Donderdag laten we ons ophalen door de ferry en gaan met de bus naar Falmouth. Het is een flinke klim omhoog naar de bushalte, maar dat levert wel weer een mooi plaatje op.
In Falmouth moet vast een metalen spanband te koop zijn. We gaan naar ‘Bosuns Locker’. Die blijkt verhuisd te zijn naar de overkant van de straat en verkoopt alleen nog maar kleding.
Dan zien we ineens een vlag van AllSpar, een bedrijf dat verstaging voor schepen verzorgt. We lopen naar binnen en leggen het probleem uit. Al snel komen de spanbanden op de werkbank te liggen. Hoeveel willen we er hebben? Het worden er drie. Als Jakob wil betalen kan dat niet, want ze verkopen eigenlijk geen materialen. Er wisselt een briefje van 10 pond van eigenaar.
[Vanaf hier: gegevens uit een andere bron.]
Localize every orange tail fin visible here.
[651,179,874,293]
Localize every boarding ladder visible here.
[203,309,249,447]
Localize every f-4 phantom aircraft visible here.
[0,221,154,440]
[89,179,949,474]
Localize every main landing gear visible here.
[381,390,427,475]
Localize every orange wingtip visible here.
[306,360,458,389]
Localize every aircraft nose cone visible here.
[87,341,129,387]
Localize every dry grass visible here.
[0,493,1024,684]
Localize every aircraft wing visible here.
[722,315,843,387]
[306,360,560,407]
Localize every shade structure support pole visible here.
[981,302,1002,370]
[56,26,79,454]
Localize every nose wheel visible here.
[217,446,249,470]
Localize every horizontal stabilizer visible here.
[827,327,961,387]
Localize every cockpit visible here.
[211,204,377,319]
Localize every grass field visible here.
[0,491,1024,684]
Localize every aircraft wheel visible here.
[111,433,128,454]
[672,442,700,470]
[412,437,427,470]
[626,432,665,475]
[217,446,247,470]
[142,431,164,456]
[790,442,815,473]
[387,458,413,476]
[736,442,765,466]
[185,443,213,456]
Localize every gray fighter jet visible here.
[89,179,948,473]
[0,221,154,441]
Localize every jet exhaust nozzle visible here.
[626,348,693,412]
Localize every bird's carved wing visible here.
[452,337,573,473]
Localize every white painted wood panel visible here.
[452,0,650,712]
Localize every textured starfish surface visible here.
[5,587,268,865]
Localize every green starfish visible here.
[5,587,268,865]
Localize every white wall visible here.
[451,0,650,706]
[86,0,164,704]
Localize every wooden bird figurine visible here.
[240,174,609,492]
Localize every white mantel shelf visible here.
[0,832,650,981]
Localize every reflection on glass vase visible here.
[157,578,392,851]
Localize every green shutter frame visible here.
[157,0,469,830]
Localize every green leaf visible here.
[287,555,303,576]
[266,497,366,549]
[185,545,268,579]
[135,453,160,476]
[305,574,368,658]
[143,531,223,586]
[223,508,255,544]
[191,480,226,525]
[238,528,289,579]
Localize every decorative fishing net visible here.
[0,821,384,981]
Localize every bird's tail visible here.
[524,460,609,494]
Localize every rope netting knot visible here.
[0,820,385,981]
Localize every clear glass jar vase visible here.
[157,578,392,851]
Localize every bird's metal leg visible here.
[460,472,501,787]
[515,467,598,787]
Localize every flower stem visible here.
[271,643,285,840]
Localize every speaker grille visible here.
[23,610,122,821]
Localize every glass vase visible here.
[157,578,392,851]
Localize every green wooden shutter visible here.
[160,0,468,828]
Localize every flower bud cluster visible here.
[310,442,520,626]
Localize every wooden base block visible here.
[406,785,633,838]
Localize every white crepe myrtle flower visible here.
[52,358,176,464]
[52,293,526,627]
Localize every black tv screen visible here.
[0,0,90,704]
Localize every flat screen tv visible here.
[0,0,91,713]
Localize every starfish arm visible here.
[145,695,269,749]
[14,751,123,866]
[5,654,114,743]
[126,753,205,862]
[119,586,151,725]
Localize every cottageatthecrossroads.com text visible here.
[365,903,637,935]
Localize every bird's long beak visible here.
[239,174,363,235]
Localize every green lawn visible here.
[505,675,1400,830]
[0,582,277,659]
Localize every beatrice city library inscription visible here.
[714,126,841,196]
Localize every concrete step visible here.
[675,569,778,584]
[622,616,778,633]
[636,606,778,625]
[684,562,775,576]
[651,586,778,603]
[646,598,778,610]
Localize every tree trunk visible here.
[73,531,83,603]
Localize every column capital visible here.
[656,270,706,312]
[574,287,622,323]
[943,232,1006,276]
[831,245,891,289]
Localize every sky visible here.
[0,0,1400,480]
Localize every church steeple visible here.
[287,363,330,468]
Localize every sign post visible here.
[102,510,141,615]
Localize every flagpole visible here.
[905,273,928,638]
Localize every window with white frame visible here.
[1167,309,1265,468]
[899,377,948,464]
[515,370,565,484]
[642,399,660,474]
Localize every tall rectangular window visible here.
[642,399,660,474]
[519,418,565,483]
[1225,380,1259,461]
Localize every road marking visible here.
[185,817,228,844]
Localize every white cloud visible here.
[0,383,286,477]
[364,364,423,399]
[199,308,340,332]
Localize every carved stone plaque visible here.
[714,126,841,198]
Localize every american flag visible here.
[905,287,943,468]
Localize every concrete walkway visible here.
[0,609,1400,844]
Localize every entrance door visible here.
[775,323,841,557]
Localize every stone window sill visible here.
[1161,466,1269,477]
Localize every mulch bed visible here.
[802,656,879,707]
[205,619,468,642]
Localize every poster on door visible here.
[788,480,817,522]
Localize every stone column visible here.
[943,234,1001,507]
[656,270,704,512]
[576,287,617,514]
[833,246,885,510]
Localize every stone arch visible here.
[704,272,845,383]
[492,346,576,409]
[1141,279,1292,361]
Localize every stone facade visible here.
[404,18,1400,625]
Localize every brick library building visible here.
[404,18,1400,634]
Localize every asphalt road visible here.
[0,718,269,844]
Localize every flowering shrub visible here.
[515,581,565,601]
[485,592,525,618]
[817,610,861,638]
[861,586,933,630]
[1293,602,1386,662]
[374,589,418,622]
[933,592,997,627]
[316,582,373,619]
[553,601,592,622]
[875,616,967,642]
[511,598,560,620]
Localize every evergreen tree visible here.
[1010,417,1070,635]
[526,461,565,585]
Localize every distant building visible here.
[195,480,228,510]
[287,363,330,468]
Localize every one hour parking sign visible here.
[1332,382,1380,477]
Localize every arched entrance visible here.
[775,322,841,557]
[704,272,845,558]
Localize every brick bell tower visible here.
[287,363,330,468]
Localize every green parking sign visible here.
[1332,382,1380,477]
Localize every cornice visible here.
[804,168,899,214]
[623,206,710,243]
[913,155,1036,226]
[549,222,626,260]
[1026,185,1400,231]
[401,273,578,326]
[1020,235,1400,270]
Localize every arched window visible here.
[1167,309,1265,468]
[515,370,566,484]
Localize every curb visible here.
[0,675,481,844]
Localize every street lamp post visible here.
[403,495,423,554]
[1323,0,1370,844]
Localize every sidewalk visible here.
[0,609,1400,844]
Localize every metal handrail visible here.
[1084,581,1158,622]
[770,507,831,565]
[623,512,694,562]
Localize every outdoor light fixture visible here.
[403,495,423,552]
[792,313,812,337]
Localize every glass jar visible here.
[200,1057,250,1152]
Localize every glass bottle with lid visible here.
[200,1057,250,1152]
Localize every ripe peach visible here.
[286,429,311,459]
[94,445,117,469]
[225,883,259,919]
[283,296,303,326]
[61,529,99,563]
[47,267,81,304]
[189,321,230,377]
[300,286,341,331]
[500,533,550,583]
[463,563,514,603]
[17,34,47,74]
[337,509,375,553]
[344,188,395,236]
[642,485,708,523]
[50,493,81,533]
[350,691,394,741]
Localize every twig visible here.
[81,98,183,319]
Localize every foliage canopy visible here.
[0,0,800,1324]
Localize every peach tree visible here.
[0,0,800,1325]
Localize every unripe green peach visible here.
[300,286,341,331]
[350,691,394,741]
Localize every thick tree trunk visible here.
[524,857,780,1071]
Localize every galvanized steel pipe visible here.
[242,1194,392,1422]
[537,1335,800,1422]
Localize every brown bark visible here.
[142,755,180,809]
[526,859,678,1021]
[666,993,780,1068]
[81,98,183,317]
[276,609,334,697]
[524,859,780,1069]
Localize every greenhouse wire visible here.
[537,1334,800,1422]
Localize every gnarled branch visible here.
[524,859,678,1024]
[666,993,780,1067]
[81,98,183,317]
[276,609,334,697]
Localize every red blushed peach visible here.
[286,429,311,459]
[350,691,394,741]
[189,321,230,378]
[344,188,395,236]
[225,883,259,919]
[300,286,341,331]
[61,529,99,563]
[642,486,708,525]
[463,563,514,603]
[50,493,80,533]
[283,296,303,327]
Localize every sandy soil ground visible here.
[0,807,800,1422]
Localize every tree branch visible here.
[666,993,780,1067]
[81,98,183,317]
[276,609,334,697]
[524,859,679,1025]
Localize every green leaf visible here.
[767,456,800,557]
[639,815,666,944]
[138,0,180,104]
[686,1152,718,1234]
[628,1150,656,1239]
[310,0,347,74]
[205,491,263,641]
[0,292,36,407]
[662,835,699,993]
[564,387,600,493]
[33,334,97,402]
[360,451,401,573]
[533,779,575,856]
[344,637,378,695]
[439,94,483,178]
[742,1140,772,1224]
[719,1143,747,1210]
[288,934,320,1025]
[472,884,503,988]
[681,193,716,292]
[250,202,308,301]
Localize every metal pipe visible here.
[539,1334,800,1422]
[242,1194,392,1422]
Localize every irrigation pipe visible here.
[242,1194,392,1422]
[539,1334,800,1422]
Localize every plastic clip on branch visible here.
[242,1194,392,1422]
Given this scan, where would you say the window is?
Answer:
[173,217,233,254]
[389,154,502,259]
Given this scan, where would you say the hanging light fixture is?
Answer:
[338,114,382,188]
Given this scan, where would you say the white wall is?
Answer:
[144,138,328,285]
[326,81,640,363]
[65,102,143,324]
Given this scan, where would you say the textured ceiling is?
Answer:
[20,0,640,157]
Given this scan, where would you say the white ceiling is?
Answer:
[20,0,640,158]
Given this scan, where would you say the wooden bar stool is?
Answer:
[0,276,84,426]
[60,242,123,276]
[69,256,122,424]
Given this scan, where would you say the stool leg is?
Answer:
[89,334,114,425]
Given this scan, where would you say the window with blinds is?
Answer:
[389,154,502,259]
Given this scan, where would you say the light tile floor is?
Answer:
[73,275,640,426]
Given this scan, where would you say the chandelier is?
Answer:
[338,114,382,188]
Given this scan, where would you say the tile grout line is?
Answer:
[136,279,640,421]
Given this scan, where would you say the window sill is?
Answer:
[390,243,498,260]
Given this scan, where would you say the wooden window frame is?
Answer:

Goed voor een biertje! We lopen nog een rondje door Falmouth, lunchen op een terrasje met uitzicht op de haven en gaan weer terug naar de Helford River.
Met een beetje onrustig gevoel in ons buik vertrekken we vrijdag naar Mevagissey, een tochtje van 20 mijl. Nauwlettend houden we bij ieder windvlaag de mast in de gaten. Er piept en kraakt niks, dus het zal wel goed gaan. Toch ontsnapt bij Jakob een zucht van verlichting als het anker valt.
Ik heb onderweg contact gezocht met een rigger in Plymouth en het probleem uitgelegd. Als wij maandagmorgen daar zijn, komt hij om 9.30 bij ons aan boord het probleem bekijken. Mooi dat het zo snel kan. We hebben eigenlijk geen idee hoe lang die scheur al in de mastvoet zit, maar nu we het weten vaart het niet echt lekker meer. Nog 20 mijl te gaan naar Porthmouth. Dat doen we morgen. Straks gaan we met de dinghy het haventje en stadje van Mevagissey bekijken.









Rond 12 uur komen we aan in een mooie baai, waar twee schepen geankerd liggen. Plek genoeg voor ons dus. De bodem is modder met wat waterplanten, dus onze eerste ankerpoging mislukt. De tweede keer is het goed en we leggen een flink stuk ketting uit, voor alle zekerheid. De dinghy hangt nog achter de boot. Lekker makkelijk.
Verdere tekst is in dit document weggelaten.